Underdog: The Other Other Brontë will then play from March 2024, written by Sarah Gordon and directed by Northern Stage Artistic Director Natalie Ibu, who both make their National Theatre debuts in this co-production with Northern Stage. Winner of the Nick Darke Writer’s Award in 2022, Underdog: The Other Other Brontë is an irreverent retelling of the lives of the Brontës, looking behind the legend to tell the story of the sibling power dynamics that shaped their uneven rise to fame.
Finally, Olivier Award-winning playwright Katori Hall makes her National Theatre mainstage debut with The Hot Wing King, directed by Roy Alexander Weise as they reunite following their critically acclaimed, sell out production of The Mountaintop.
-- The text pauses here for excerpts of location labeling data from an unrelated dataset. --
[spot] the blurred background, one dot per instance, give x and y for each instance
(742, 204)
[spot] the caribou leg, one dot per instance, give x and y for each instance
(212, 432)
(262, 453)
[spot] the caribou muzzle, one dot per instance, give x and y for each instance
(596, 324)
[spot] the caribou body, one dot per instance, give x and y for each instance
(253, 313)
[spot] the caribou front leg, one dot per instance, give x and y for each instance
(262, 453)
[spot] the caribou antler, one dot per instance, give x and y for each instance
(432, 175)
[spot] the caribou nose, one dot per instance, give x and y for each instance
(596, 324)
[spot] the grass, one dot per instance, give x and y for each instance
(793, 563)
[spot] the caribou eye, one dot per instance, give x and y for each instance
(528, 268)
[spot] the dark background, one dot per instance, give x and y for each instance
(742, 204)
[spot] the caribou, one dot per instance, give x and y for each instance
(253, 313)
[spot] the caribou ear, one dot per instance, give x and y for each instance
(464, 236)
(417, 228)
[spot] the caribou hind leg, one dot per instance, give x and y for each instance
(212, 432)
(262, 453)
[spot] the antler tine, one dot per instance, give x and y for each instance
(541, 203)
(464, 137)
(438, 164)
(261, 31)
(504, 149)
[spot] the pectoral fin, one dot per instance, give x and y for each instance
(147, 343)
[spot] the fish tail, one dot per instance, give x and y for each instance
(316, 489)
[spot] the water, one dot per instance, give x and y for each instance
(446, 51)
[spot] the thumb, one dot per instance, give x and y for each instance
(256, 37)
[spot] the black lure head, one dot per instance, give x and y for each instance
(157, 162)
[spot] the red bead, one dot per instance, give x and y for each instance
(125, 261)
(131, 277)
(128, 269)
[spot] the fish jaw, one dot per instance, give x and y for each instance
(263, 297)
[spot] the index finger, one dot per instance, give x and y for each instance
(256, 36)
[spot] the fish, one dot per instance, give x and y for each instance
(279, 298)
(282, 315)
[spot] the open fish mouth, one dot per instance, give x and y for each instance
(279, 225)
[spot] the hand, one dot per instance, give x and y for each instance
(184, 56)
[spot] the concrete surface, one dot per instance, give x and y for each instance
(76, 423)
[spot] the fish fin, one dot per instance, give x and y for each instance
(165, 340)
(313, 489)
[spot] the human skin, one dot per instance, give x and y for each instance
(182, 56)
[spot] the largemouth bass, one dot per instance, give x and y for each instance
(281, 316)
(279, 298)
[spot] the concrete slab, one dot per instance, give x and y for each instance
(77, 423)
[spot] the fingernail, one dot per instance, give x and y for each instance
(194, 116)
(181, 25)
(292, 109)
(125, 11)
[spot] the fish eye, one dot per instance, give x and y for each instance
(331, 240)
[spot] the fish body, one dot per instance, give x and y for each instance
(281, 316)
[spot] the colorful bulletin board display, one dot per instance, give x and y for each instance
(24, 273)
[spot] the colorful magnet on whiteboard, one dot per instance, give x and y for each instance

Set in Memphis on the weekend of the hotly anticipated and highly competitive hot wing contest The Hot Wing King tells a story of love, family and masculinity, and will play from July 2024. The play received the 2021 Pulitzer Prize for Drama.
Booking dates for Till the Stars Come Down, Underdog: The Other Other Brontë and The Hot Wing King are to be announced.
Speaking about today’s announcements, Rufus Norris said: ‘It has been and remains the greatest privilege of my career to lead the National Theatre. For the past eight years I have had the honour of shaping the programme of extraordinary work that sparks imagination, brings people together and illustrates the vital role theatre can play in all our lives. The daily highlight has been to work with the peerless theatre-makers who work here, together with the incredible range of freelance artists upon whom the present and the future of the art form relies. I am enormously proud to be part of the diverse, thriving, creative hub the National Theatre is today and am fully committed to steering the course over the next two years. From the work on our stages, to the audiences all around the UK and beyond that engage with us on tour, in cinemas, in schools and at home, the NT entertains and inspires people through our creativity, expertise and unique reach. The magic of the National Theatre is that there is nowhere else like it; to have been a small part in its illustrious history, particularly through the challenges of the last few years, is a true honour.’
Recruitment for the new Director will begin imminently, with an appointment expected towards the end of this year or early into the next.